2. Methods for Solving Differential Equations
Differential equations that model complex natural phenomena are generally not easily solved analytically. Therefore, the behavior of the solutions of such equations is more often studied using numerical methods, such as Euler’s method, Runge-Kutta method, and finite difference methods. In addition to numerical methods, there is also a collection of other methods that can be used, called semi-analytic methods, such as the variational iteration method, differential transform method, homotopy analysis method, and Adomian decomposition method. At the center, research is conducted applying these methods to various differential equations.
3. Morrey Spaces
Morrey spaces are a generalization of Lebesgue spaces Lp, which are spaces of functions defined using a generalization of the ppp-norm known in finite-dimensional vector spaces. At the center, research on Morrey spaces focuses on the properties satisfied by functional operators such as fractional integral operators and maximal operators defined on Morrey spaces or on a variant of Morrey spaces called Morrey-Adams spaces.
4. Herz Space
Like Morrey spaces, Herz spaces are a generalization of Lebesgue spaces Lp. Generally, Morrey spaces consider the ratio of the integral of a function over a ball to a power of the size of the ball. In Herz spaces, the integral of the function is considered over an annulus centered at zero. At the center, research on Herz spaces also focuses on the properties of functional operators such as fractional integral operators and maximal operators. In addition, the properties of the Hardy operator and the Hilbert operator are also studied.

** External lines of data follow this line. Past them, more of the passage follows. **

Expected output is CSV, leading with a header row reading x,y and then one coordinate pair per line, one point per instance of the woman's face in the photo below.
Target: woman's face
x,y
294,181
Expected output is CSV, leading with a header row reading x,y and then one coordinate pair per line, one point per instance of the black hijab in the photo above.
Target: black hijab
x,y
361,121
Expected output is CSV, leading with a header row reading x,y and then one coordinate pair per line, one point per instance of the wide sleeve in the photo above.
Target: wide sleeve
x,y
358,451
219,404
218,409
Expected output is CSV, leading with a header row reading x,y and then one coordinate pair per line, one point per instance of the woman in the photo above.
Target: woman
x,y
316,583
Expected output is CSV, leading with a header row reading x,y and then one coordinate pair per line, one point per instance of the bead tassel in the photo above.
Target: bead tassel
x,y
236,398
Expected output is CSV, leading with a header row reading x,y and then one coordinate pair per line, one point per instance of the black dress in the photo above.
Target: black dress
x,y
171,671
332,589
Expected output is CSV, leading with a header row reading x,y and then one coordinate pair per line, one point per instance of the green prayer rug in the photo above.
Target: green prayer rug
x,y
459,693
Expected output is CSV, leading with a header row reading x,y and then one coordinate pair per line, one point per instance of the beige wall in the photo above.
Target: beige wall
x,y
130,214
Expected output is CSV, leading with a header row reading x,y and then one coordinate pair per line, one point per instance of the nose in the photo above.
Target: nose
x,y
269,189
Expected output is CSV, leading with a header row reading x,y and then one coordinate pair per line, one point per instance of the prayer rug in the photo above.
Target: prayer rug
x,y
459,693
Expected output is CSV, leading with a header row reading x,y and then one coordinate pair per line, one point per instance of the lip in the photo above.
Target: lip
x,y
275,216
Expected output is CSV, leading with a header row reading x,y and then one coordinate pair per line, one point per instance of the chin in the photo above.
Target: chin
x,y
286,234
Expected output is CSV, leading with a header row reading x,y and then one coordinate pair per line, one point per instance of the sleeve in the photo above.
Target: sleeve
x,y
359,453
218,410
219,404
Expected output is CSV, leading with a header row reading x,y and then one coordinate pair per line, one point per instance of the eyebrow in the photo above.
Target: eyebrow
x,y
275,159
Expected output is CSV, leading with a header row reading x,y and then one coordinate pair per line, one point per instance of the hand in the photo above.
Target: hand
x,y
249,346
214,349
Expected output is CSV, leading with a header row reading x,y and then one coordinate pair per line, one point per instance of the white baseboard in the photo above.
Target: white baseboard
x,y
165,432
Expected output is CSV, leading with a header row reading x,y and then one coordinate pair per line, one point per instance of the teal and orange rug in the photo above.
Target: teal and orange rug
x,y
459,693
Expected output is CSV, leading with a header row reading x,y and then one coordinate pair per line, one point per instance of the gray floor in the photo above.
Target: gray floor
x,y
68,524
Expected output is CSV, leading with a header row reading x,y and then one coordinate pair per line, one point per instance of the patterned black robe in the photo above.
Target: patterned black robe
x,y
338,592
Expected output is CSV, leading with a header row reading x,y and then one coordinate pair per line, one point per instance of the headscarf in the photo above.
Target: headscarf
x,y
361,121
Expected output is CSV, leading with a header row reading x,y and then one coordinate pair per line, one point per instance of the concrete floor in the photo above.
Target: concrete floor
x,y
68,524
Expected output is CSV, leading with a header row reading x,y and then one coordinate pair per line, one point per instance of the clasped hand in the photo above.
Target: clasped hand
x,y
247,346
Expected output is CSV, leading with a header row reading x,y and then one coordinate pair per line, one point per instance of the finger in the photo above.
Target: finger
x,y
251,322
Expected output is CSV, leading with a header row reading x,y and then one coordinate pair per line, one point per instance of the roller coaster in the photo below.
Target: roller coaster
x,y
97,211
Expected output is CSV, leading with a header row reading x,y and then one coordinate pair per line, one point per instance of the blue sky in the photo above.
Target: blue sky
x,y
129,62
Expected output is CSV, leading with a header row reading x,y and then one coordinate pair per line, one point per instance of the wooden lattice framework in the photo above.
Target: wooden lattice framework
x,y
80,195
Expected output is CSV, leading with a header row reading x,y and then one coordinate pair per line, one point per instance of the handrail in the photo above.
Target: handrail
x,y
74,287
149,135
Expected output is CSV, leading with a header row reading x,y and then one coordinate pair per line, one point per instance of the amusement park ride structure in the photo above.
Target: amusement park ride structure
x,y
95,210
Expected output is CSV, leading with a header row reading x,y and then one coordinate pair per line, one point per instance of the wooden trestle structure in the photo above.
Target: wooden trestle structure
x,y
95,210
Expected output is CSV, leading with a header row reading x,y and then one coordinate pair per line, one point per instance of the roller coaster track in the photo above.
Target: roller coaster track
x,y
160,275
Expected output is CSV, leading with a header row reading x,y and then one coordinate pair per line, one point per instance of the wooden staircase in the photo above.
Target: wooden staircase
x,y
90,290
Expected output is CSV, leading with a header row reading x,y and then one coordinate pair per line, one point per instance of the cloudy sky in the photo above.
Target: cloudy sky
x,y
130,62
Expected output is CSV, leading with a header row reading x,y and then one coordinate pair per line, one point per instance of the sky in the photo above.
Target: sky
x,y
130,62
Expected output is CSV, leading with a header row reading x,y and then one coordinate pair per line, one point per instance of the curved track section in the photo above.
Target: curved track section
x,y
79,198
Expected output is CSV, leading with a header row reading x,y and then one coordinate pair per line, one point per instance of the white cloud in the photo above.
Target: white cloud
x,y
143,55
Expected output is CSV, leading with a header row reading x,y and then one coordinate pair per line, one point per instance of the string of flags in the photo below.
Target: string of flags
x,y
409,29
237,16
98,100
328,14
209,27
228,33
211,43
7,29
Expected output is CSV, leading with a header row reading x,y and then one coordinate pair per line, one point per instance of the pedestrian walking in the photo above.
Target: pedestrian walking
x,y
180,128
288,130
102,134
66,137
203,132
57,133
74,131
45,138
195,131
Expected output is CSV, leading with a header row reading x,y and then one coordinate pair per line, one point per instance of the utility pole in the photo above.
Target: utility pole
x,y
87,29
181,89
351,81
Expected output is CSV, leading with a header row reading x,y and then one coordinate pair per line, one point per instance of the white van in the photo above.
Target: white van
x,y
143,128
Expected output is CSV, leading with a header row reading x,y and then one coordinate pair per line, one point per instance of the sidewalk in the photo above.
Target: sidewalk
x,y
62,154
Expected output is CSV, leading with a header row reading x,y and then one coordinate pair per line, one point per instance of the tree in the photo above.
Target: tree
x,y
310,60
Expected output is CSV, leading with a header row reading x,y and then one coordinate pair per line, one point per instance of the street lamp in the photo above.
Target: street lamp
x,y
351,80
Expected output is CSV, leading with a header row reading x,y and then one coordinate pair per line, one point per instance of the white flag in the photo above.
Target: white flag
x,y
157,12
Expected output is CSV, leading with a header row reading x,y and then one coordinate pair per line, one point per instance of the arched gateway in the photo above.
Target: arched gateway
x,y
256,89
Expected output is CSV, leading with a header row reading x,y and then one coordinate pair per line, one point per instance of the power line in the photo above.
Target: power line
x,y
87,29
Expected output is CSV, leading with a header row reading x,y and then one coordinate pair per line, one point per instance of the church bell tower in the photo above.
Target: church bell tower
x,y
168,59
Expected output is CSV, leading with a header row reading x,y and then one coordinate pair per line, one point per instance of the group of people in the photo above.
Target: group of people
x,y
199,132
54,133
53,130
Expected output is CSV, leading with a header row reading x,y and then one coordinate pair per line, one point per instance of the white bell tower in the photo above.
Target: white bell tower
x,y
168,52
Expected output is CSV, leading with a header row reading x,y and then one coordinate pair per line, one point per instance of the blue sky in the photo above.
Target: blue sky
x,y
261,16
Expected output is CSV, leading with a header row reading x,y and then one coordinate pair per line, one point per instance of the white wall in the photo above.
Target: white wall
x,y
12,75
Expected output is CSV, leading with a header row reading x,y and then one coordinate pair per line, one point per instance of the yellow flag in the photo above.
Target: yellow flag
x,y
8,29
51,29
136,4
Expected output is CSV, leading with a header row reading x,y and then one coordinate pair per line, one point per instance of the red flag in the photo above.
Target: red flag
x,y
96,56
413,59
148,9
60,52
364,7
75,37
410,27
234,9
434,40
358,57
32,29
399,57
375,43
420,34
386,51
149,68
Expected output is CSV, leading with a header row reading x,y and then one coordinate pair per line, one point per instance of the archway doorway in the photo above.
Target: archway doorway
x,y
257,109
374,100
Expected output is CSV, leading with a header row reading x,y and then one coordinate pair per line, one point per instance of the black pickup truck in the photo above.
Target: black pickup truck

5. Development of Assessment Methods
Since learning activities shifted from offline to online due to the COVID-19 pandemic, various challenges have arisen for educators in maintaining learning quality, one of which is in assessment. As a result, research developing objective assessment methods has become increasingly relevant. At the center, research is conducted to develop both offline and online assessment methods that minimize dishonesty.
6. Development of Enrichment Materials
Mathematics learning activities, especially at the university level, are always open to development not only pedagogically but also in terms of content. At the center, research is conducted to develop interesting materials that can be added as enrichment or as project materials in certain basic undergraduate mathematics courses.
7. Statistical Literacy
Statistical literacy is one of the key skills that a person must have in an information-rich world, and formal education in schools is expected to play a role in this. Statistical literacy is described as the ability to interpret, critically evaluate, and communicate statistical information and messages. Statistical literacy is believed to be the result of interconnected joint activities among components: literacy, statistical and mathematical skills, contextual understanding, and critical thinking. Kahneman discusses why we find it difficult to think statistically, and why it is easier to think associatively, with analogies, or cause-and-effect reasoning. He explains that statistics require us to think about many things at once, and the limitations of human reason —often too confident in what it knows but unable to measure its own ignorance and uncertainty— is one of the causes. Research at the center in this field examines data on statistical literacy abilities and develops statistical literacy assessment instruments and both qualitative and quantitative methods that can be used.